A ello se agregan diversas columnas y artículos de opinión en los medios, afines a sus intereses, (El Mercurio, 27 de Noviembre de 2024; Ex Ante, 24 Octubre 2024, entre otras) en los que se denuncia el financiamiento otorgado por entidades de cooperación internacional a organizaciones defensoras de derechos humanos, cuya labor estiman lesivas a sus intereses. En dichos artículos se cuestiona la acción de estas organizaciones insinuando que los financiamientos que reciben podrían provenir de “empresas competidoras directas del mercado chileno”, proponiéndose el establecimiento de mecanismos para su fiscalización por el Estado.

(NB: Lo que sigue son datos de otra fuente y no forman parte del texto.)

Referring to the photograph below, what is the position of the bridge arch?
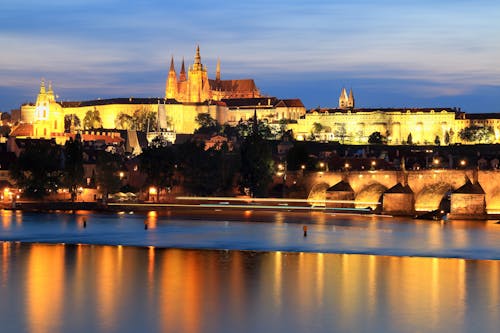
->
[307,182,330,206]
[354,182,387,210]
[486,187,500,214]
[415,182,453,211]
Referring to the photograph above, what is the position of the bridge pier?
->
[301,169,500,220]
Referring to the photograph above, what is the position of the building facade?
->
[17,47,306,142]
[12,47,500,145]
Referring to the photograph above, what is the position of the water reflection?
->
[0,242,500,332]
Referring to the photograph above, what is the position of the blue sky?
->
[0,0,500,112]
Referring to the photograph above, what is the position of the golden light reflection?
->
[96,246,123,331]
[160,250,200,333]
[144,210,158,229]
[148,246,155,284]
[25,244,65,333]
[0,242,11,287]
[2,209,12,230]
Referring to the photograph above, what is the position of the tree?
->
[96,150,122,203]
[312,123,323,135]
[458,125,495,143]
[240,118,274,197]
[63,135,84,201]
[236,120,274,139]
[64,111,82,133]
[195,113,217,128]
[333,124,347,144]
[139,146,176,201]
[0,125,11,138]
[286,142,310,171]
[115,112,134,130]
[130,107,157,132]
[83,109,102,129]
[368,132,387,144]
[10,140,62,198]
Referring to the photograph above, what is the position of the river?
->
[0,211,500,332]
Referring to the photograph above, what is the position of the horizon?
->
[0,0,500,113]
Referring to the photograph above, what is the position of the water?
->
[0,211,500,333]
[0,209,500,260]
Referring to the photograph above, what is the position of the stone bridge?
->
[287,169,500,219]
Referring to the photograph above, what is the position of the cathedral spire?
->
[215,58,220,81]
[179,58,186,82]
[40,79,46,94]
[169,56,175,73]
[194,45,201,65]
[347,88,354,108]
[165,56,177,98]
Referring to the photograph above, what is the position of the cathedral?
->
[13,47,306,142]
[165,46,261,103]
[11,47,500,145]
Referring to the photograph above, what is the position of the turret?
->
[193,45,203,71]
[339,88,349,109]
[215,59,220,81]
[347,88,354,108]
[165,56,177,98]
[179,58,186,82]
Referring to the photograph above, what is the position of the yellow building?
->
[12,47,500,145]
[14,47,306,142]
[289,89,500,145]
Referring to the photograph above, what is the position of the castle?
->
[165,46,261,103]
[12,47,306,142]
[11,47,500,144]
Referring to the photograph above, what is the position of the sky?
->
[0,0,500,113]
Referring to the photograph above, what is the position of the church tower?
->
[347,88,354,109]
[188,46,211,103]
[33,79,64,138]
[179,58,186,82]
[339,88,354,109]
[165,56,177,98]
[215,59,220,82]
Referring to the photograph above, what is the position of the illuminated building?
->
[289,88,500,145]
[11,47,500,145]
[16,47,306,143]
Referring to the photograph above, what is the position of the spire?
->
[165,56,177,98]
[194,45,201,65]
[347,88,354,108]
[40,79,46,94]
[340,88,347,99]
[179,58,186,81]
[170,56,175,73]
[339,88,349,109]
[215,58,220,81]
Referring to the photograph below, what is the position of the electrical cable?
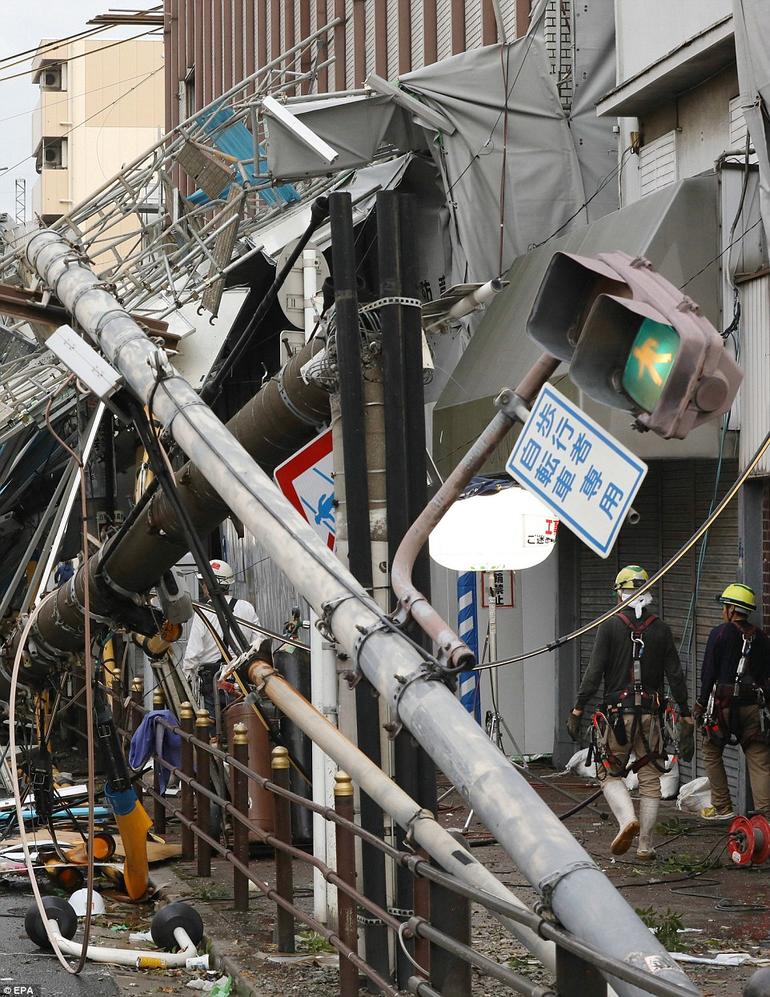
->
[530,146,633,252]
[0,73,166,123]
[8,397,95,975]
[0,64,163,183]
[474,424,770,672]
[0,28,162,83]
[0,24,111,72]
[129,392,250,651]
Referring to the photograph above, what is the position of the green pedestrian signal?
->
[622,318,679,412]
[527,252,743,440]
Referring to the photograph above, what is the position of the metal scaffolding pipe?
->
[26,230,698,997]
[250,662,556,971]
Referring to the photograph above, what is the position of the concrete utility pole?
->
[377,191,441,987]
[26,230,697,997]
[329,193,390,976]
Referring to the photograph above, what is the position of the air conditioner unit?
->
[43,142,64,170]
[40,65,62,90]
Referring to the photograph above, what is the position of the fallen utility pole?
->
[26,230,698,997]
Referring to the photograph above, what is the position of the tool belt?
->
[587,613,668,778]
[586,694,670,779]
[701,624,770,748]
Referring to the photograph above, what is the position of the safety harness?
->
[588,613,676,779]
[703,620,770,748]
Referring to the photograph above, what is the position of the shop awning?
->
[596,15,735,117]
[433,173,720,471]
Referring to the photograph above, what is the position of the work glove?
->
[567,712,581,744]
[692,699,706,726]
[236,637,273,686]
[677,719,695,762]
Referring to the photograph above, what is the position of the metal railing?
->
[73,679,704,997]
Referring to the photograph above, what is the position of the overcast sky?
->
[0,0,157,218]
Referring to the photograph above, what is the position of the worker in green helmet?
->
[693,582,770,820]
[567,564,694,862]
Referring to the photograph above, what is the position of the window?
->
[639,131,679,197]
[35,138,67,173]
[39,62,67,90]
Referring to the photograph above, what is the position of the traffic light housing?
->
[527,252,743,439]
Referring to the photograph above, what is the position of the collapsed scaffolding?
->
[0,22,704,994]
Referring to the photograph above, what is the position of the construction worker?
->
[567,564,694,861]
[693,582,770,820]
[182,559,259,717]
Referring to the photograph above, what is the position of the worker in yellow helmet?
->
[693,582,770,820]
[567,564,694,862]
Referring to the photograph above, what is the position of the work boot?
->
[602,779,639,855]
[636,796,660,862]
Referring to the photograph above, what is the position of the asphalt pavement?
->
[0,890,120,997]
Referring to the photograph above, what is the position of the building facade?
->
[164,0,540,130]
[31,38,164,224]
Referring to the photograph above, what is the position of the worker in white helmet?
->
[182,558,259,717]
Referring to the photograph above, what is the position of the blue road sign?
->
[505,384,647,557]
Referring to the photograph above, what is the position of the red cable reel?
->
[727,814,770,865]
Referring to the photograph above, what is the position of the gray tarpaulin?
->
[264,95,425,180]
[733,0,770,244]
[569,0,618,222]
[266,0,617,284]
[401,30,585,283]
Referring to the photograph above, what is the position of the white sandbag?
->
[566,748,596,779]
[676,775,711,813]
[660,758,679,800]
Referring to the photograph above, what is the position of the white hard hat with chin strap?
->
[198,558,235,589]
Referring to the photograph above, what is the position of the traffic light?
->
[527,252,743,439]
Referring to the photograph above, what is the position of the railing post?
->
[414,848,430,973]
[556,944,607,997]
[430,831,472,997]
[152,688,166,834]
[179,703,195,862]
[270,745,294,952]
[230,723,249,910]
[195,710,211,876]
[129,677,144,803]
[334,771,356,997]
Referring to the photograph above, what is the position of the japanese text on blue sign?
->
[506,385,647,557]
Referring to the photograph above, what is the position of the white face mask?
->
[620,590,652,620]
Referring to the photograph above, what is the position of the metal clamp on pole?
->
[270,746,294,952]
[390,353,561,671]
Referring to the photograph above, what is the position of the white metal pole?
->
[27,230,698,997]
[34,402,105,606]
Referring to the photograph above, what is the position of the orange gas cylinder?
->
[224,703,275,841]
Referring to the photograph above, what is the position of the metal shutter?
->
[728,94,746,149]
[578,460,744,805]
[388,0,398,80]
[639,131,678,197]
[500,0,516,42]
[693,460,744,806]
[364,0,381,79]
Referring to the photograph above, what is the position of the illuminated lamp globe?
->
[429,487,559,571]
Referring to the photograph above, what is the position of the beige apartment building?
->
[31,37,164,224]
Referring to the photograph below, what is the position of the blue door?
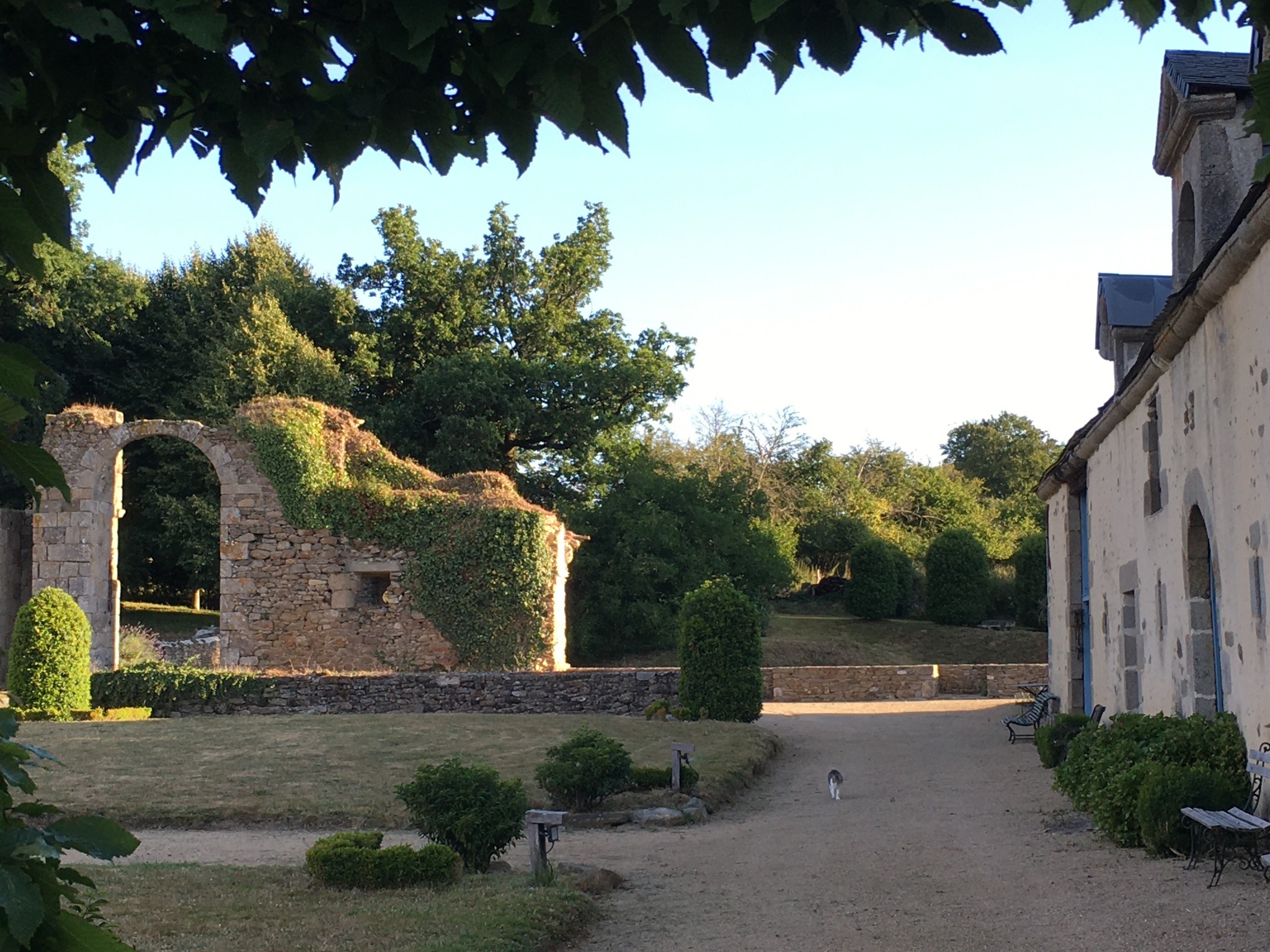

La ofensiva empresarial en este sentido no es nueva. Ya en el 2022 representantes de las empresas del salmón, en una acción orquestada con sus trabajadores, irrumpieron de manera violenta en una actividad de la sociedad civil en Quellón, destinada a informar a la comunidad de los hallazgos de un informe de evaluación de impactos de esta industria en derechos humanos y ambientales, informe elaborado por, entre otros, el Instituto Nacional de Derechos Humanos.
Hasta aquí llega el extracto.